Mais siii ! J'vous jure !

C'est en tout cas ce que propose Balor , un framework offensif fraîchement sorti et développé par Jean-Claude Charrier , qui grâce à ça peut d'un coup, transformer votre console gaming en une station de pentest portable.

Son concept est parti d'un constat simple... Quand vous débarquez en mission de pentest avec un cahier des charges qui exige de la discrétion, sortir un WiFi Pineapple c'est un peu comme débarquer en costard dans un festival de métal. Ça se voit !! Mais avec une console portable gaming par contre, vous avez juste l'air d'un type qui fait une pause entre deux réunions.

Ni vu ni connu, j't'embrouille !

Balor tourne sous CachyOS et Arch Linux, s'installe en une dizaine de minutes et embarque pas moins de 8 stacks pour environ 130 options au total. Côté WiFi, vous avez aircrack-ng, wifite, bettercap et même des versions de Wifiphisher réécrites spécialement pour Python 3.13. Pour l'OSINT, c'est Maltego, theHarvester, Shodan et compagnie. Et y'a aussi du Metasploit, Burpsuite, Nmap, Masscan, SQLMap, Hashcat, John the Ripper... Bref, la totale.

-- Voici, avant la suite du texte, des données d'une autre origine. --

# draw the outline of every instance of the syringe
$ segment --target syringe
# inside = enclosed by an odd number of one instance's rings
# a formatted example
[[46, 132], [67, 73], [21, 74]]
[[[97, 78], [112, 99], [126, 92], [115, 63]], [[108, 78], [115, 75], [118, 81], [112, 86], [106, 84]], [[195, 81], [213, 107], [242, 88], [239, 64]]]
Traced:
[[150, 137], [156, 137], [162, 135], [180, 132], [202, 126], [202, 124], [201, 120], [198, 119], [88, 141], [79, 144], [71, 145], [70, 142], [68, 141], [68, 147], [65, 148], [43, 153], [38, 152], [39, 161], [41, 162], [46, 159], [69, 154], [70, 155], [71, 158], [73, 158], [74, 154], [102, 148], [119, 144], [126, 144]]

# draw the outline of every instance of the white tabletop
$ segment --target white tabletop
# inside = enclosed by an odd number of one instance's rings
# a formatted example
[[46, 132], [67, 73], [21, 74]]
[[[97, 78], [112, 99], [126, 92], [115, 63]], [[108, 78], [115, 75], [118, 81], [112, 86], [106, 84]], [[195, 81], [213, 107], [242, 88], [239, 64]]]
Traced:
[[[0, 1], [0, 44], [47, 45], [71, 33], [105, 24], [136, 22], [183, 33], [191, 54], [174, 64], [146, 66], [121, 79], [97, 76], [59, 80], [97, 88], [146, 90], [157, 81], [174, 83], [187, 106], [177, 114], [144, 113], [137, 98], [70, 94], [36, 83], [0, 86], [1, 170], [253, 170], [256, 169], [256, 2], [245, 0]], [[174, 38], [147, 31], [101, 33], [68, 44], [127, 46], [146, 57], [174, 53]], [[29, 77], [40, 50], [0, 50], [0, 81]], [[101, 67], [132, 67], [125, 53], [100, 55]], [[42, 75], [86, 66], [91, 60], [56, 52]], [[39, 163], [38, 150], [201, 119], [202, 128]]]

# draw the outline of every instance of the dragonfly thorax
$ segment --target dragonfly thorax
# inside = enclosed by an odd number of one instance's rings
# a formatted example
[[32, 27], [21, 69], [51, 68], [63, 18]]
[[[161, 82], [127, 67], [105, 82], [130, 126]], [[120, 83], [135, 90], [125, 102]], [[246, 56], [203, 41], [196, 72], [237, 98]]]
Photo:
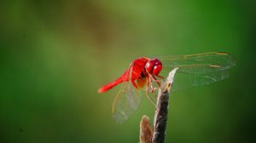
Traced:
[[158, 75], [162, 70], [162, 63], [158, 59], [149, 60], [146, 65], [147, 72], [153, 75]]

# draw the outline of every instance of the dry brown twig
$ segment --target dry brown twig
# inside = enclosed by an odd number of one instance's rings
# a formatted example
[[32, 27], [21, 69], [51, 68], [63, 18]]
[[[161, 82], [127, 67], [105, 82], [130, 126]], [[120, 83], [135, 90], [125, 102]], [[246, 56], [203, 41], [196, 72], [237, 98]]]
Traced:
[[140, 124], [140, 143], [163, 143], [167, 123], [169, 93], [178, 68], [173, 69], [158, 91], [157, 108], [154, 117], [154, 131], [147, 116], [143, 116]]

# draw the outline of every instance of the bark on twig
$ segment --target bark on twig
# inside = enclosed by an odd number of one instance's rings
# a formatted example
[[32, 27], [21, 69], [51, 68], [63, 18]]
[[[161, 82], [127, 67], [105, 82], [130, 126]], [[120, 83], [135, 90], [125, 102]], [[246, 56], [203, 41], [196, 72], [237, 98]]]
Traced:
[[159, 89], [157, 108], [154, 117], [153, 143], [163, 143], [165, 141], [166, 129], [168, 117], [169, 92], [173, 83], [174, 75], [177, 68], [173, 69], [166, 78], [162, 88]]
[[140, 143], [151, 143], [152, 134], [149, 119], [144, 115], [140, 123]]
[[158, 91], [157, 107], [154, 117], [154, 132], [147, 116], [143, 116], [140, 123], [140, 143], [163, 143], [165, 141], [167, 123], [169, 92], [178, 68], [173, 69], [166, 82]]

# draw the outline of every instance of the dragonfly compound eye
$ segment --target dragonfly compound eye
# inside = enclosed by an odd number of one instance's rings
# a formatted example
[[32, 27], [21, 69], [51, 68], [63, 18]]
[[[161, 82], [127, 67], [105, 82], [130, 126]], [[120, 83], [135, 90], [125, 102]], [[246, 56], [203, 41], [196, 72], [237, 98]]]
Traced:
[[162, 70], [162, 63], [158, 59], [152, 59], [147, 62], [145, 68], [148, 73], [158, 75]]

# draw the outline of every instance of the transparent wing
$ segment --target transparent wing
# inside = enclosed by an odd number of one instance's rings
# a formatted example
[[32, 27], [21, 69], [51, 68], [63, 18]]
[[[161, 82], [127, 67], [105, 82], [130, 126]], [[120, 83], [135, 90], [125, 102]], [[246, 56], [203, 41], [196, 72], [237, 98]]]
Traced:
[[131, 81], [124, 82], [112, 105], [113, 117], [117, 123], [123, 123], [137, 109], [140, 102], [140, 91], [132, 85]]
[[225, 79], [229, 77], [227, 70], [236, 65], [230, 54], [219, 52], [157, 58], [162, 61], [160, 75], [165, 77], [172, 69], [179, 67], [174, 77], [172, 91]]

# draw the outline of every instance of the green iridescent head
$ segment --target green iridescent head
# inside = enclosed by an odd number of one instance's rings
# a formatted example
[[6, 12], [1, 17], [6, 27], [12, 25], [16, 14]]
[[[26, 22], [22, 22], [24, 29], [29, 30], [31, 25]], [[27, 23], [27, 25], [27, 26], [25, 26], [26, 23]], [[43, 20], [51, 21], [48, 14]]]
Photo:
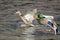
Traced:
[[45, 17], [44, 17], [43, 14], [39, 13], [39, 14], [38, 14], [38, 18], [43, 19], [43, 18], [45, 18]]

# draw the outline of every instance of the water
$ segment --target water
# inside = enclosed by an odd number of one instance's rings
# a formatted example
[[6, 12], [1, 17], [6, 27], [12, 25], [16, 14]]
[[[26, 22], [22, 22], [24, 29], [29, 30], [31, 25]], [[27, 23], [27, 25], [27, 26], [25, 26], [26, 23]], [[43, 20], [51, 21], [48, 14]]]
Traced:
[[0, 40], [60, 40], [60, 26], [58, 35], [53, 31], [46, 32], [49, 28], [45, 25], [20, 27], [23, 23], [14, 13], [20, 10], [24, 14], [34, 8], [43, 14], [53, 15], [60, 24], [59, 0], [0, 0]]

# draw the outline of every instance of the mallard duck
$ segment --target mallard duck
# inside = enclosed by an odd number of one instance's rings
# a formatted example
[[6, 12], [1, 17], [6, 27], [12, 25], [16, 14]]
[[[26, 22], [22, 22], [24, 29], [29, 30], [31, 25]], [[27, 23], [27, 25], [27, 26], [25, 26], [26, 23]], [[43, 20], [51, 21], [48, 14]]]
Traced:
[[22, 15], [22, 13], [20, 11], [17, 11], [15, 14], [18, 14], [20, 16], [20, 18], [23, 20], [23, 22], [25, 23], [24, 26], [26, 25], [30, 25], [30, 26], [34, 26], [32, 24], [33, 20], [34, 20], [34, 14], [37, 12], [37, 9], [33, 9], [32, 12], [30, 13], [26, 13], [25, 15]]

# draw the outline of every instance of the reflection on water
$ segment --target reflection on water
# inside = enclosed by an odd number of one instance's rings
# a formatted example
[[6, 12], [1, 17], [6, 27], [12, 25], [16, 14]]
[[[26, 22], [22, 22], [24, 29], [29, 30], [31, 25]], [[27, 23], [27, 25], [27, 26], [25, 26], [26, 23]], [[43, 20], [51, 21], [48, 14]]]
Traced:
[[26, 35], [24, 40], [35, 40], [34, 35]]

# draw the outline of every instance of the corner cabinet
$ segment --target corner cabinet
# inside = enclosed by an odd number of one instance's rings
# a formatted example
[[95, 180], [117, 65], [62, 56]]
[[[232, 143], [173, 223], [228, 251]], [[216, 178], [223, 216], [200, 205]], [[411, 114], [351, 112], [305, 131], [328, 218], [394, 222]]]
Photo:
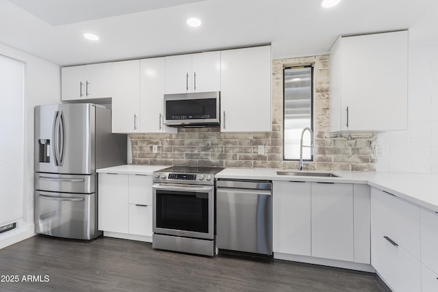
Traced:
[[221, 131], [271, 131], [271, 47], [220, 53]]
[[220, 90], [220, 52], [166, 57], [166, 93]]
[[61, 100], [111, 97], [112, 78], [111, 63], [62, 67]]
[[99, 229], [110, 237], [152, 241], [152, 176], [99, 174]]
[[276, 258], [371, 271], [370, 187], [274, 181]]
[[331, 131], [407, 129], [407, 31], [339, 36], [329, 78]]

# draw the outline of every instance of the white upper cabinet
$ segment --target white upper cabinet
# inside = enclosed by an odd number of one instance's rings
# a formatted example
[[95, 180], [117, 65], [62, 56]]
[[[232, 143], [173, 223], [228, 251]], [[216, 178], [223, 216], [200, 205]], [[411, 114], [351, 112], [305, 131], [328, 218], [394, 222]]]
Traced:
[[63, 67], [61, 75], [62, 101], [112, 96], [111, 63]]
[[271, 47], [222, 51], [221, 131], [271, 131]]
[[140, 129], [142, 132], [176, 132], [176, 128], [164, 124], [165, 57], [140, 60]]
[[138, 133], [140, 60], [112, 63], [112, 133]]
[[166, 93], [220, 90], [220, 52], [166, 57]]
[[407, 129], [407, 31], [339, 37], [329, 77], [331, 131]]

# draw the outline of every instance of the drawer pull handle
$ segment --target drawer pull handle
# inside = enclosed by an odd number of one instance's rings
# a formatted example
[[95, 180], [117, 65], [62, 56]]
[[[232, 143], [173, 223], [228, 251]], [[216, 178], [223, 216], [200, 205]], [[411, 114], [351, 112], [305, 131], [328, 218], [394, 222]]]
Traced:
[[383, 237], [385, 237], [385, 239], [386, 240], [387, 240], [388, 241], [389, 241], [391, 243], [391, 244], [392, 244], [394, 246], [398, 246], [398, 244], [396, 243], [396, 242], [394, 241], [393, 241], [392, 239], [391, 239], [389, 237], [388, 237], [387, 236], [384, 236]]

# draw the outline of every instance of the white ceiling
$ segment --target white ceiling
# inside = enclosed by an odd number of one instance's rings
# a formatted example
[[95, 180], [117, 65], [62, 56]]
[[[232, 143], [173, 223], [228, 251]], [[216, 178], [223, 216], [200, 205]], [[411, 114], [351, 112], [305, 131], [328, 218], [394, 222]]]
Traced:
[[[306, 56], [339, 34], [407, 28], [411, 41], [438, 40], [436, 0], [320, 1], [0, 0], [0, 43], [66, 66], [266, 43], [274, 58]], [[192, 16], [203, 25], [188, 27]]]

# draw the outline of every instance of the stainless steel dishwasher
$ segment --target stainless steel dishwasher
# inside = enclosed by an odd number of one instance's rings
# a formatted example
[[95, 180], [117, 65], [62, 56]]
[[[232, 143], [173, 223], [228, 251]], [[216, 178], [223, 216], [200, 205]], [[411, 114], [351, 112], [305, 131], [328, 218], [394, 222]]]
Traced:
[[216, 188], [218, 248], [272, 255], [272, 183], [224, 179]]

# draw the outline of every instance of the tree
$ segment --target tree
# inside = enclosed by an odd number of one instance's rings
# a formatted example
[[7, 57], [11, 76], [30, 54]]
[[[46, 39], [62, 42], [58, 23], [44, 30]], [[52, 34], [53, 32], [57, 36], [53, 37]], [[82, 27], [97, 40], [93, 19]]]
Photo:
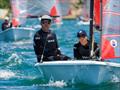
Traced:
[[10, 0], [0, 0], [0, 8], [10, 10]]

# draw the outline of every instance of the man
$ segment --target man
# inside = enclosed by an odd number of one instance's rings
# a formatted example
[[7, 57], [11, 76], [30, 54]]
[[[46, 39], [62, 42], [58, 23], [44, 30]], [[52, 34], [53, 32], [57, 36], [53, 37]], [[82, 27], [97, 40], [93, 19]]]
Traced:
[[[82, 59], [82, 60], [90, 59], [90, 51], [89, 51], [90, 41], [87, 39], [86, 32], [84, 30], [80, 30], [77, 33], [77, 37], [79, 41], [76, 44], [74, 44], [74, 49], [73, 49], [74, 58]], [[97, 43], [94, 43], [94, 52], [95, 52], [95, 56], [99, 57], [99, 50]]]
[[9, 18], [5, 17], [5, 21], [2, 24], [2, 30], [6, 30], [8, 28], [12, 27], [12, 23], [9, 22]]
[[38, 62], [68, 59], [59, 50], [56, 34], [49, 30], [51, 21], [50, 16], [43, 15], [41, 29], [34, 36], [34, 50]]

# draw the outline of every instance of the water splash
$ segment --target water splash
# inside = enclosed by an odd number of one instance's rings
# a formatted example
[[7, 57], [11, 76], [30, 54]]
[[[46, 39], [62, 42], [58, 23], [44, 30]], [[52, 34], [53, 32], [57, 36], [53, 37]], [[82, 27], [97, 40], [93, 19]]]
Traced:
[[59, 87], [63, 88], [67, 86], [67, 83], [64, 80], [61, 81], [49, 81], [48, 84], [41, 84], [40, 86], [49, 86], [49, 87]]
[[120, 78], [117, 75], [113, 75], [111, 82], [114, 82], [114, 83], [120, 82]]
[[20, 59], [20, 57], [19, 57], [16, 53], [13, 53], [13, 54], [8, 58], [7, 62], [11, 62], [11, 61], [16, 62], [16, 63], [14, 63], [15, 65], [22, 63], [22, 59]]
[[0, 70], [0, 79], [2, 78], [6, 80], [14, 76], [15, 76], [15, 73], [13, 73], [10, 70]]

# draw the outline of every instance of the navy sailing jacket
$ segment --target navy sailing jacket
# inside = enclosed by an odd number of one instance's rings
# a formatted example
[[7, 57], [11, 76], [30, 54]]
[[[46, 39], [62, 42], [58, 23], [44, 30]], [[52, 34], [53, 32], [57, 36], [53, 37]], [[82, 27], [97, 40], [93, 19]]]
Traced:
[[50, 30], [49, 32], [44, 32], [42, 29], [36, 32], [34, 36], [34, 51], [38, 61], [40, 61], [42, 54], [45, 60], [47, 57], [56, 56], [60, 53], [55, 33]]

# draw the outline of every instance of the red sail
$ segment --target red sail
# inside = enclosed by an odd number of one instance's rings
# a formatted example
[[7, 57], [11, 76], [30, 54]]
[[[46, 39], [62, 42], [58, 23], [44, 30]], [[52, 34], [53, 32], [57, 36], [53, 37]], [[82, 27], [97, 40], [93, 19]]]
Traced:
[[100, 25], [100, 0], [94, 0], [94, 20], [95, 25]]
[[103, 0], [101, 57], [120, 58], [120, 0]]

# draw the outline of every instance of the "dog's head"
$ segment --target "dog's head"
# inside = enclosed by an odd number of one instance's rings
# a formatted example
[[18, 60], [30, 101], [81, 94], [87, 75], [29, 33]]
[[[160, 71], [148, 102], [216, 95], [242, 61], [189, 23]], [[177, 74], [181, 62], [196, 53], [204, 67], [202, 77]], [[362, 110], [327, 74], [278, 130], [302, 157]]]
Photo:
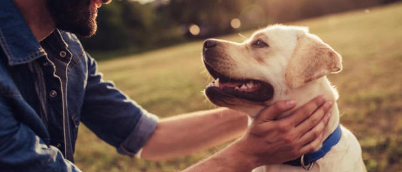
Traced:
[[213, 103], [252, 116], [292, 90], [342, 69], [341, 57], [306, 28], [275, 25], [242, 43], [209, 39], [203, 57]]

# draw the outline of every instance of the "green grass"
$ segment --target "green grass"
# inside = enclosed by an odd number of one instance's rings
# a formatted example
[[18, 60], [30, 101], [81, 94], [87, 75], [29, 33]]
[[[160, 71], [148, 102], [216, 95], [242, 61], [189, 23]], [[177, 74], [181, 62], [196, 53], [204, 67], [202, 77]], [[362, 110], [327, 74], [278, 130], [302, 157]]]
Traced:
[[[289, 23], [308, 26], [342, 55], [337, 86], [341, 122], [357, 137], [369, 172], [402, 170], [402, 4]], [[249, 36], [252, 32], [242, 33]], [[221, 38], [240, 41], [237, 35]], [[215, 108], [201, 91], [210, 78], [194, 42], [99, 63], [105, 78], [149, 111], [164, 118]], [[80, 129], [75, 154], [86, 172], [174, 171], [223, 146], [180, 158], [151, 162], [118, 154], [87, 128]]]

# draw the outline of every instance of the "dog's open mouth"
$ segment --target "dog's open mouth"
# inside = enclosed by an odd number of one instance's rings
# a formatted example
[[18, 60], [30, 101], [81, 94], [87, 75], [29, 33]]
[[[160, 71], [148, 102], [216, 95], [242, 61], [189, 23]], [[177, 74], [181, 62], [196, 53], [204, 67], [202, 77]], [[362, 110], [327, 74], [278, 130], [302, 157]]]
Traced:
[[273, 96], [273, 88], [268, 83], [251, 79], [239, 79], [228, 77], [217, 72], [206, 63], [205, 66], [209, 74], [215, 79], [205, 89], [207, 95], [209, 97], [232, 96], [249, 101], [262, 102], [270, 99]]

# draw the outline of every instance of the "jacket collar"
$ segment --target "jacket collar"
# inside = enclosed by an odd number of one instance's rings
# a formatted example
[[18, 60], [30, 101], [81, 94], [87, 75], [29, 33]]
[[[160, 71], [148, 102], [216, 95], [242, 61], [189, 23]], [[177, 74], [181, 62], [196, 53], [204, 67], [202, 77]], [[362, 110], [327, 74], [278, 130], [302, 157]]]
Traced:
[[22, 64], [45, 55], [12, 0], [0, 5], [0, 45], [10, 65]]

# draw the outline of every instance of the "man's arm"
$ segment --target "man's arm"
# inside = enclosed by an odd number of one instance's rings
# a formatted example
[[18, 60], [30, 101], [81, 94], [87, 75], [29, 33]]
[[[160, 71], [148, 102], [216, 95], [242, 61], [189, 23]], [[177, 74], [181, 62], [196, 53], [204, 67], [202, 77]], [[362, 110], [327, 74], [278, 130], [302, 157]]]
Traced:
[[203, 150], [240, 137], [247, 121], [245, 114], [224, 108], [163, 119], [141, 156], [157, 161]]
[[[292, 115], [275, 121], [278, 115], [295, 106], [294, 101], [278, 102], [263, 111], [241, 139], [187, 170], [245, 171], [291, 160], [311, 152], [322, 141], [323, 129], [329, 119], [328, 115], [323, 117], [331, 106], [330, 103], [323, 105], [325, 102], [322, 96], [318, 97]], [[228, 117], [222, 117], [222, 122], [209, 124], [209, 120], [220, 111]], [[247, 120], [239, 113], [220, 109], [198, 113], [194, 117], [197, 120], [185, 115], [170, 119], [157, 129], [144, 147], [143, 157], [160, 160], [188, 154], [235, 138], [246, 128]], [[219, 119], [213, 119], [221, 121]], [[200, 123], [203, 125], [195, 125]], [[176, 135], [178, 133], [180, 134]], [[168, 145], [176, 145], [167, 146], [165, 139], [168, 140]]]

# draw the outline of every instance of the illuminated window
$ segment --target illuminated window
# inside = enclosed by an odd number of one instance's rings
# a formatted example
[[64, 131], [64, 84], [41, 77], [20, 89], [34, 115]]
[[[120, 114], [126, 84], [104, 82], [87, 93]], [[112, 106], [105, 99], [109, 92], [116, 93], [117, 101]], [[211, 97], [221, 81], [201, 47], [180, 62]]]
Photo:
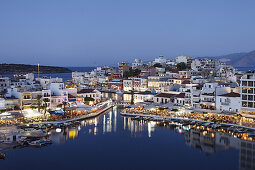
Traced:
[[253, 100], [253, 95], [249, 95], [248, 100]]
[[242, 88], [242, 93], [247, 93], [247, 88]]
[[253, 86], [253, 81], [248, 81], [248, 86]]
[[242, 100], [247, 100], [247, 95], [242, 95]]
[[242, 81], [242, 86], [247, 86], [247, 81]]
[[242, 107], [247, 107], [247, 102], [242, 102]]

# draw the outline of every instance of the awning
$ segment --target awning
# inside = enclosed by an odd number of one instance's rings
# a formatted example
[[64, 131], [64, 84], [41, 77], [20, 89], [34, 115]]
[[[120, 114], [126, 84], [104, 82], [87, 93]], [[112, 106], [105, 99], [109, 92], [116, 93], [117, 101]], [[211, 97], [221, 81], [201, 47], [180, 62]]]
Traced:
[[49, 111], [51, 115], [57, 115], [57, 116], [62, 116], [64, 114], [63, 110], [55, 110], [55, 111]]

Le truc sympa c'est que tout passe par un wrapper unique appelé "balorsh". Vous tapez balorsh wifi et hop, le menu WiFi apparaît ! Pareil pour balorsh llm qui lance un assistant IA local via Ollama avec des personas adaptés comme Red Team pour l'offensif, Blue Team pour le défensif, Purple Team pour mixer les deux...etc.

L'installation se fait via un script qui dépose tout dans /opt/balorsh/data/ et la désinstallation est tout aussi propre. En plus chaque stack est modulaire, donc si vous n'avez besoin que du cracking de mots de passe, vous installez juste cette partie. Pour les sysadmins qui voudraient comprendre les workflows pentest sans se taper toute la doc, c'est aussi un bon point d'entrée. Genre enchaîner theHarvester, amass, massdns et httprobe pour du recon, ça devient accessible même sans être certifié OSCP ^^.

Côté limitations, Balor reste exclusif à l'écosystème Arch/CachyOS mais rassurez-vous, un portage Debian est envisagé si la demande suit.

Perso je trouve l'approche vraiment bien trouvée et le fait que ce soit un projet français plutôt qu'une énième distro sécu américaine corporate, ça fait plaisir. Voilà, par contre comme d'hab, c'est un outil pour les audits autorisés uniquement avec contrat signé, et pas pour aller embêter le WiFi du voisin, hein ^^.

Alors déconnez pas !

Encore merci à Jean-Claude d'avoir partager sa création avec moi.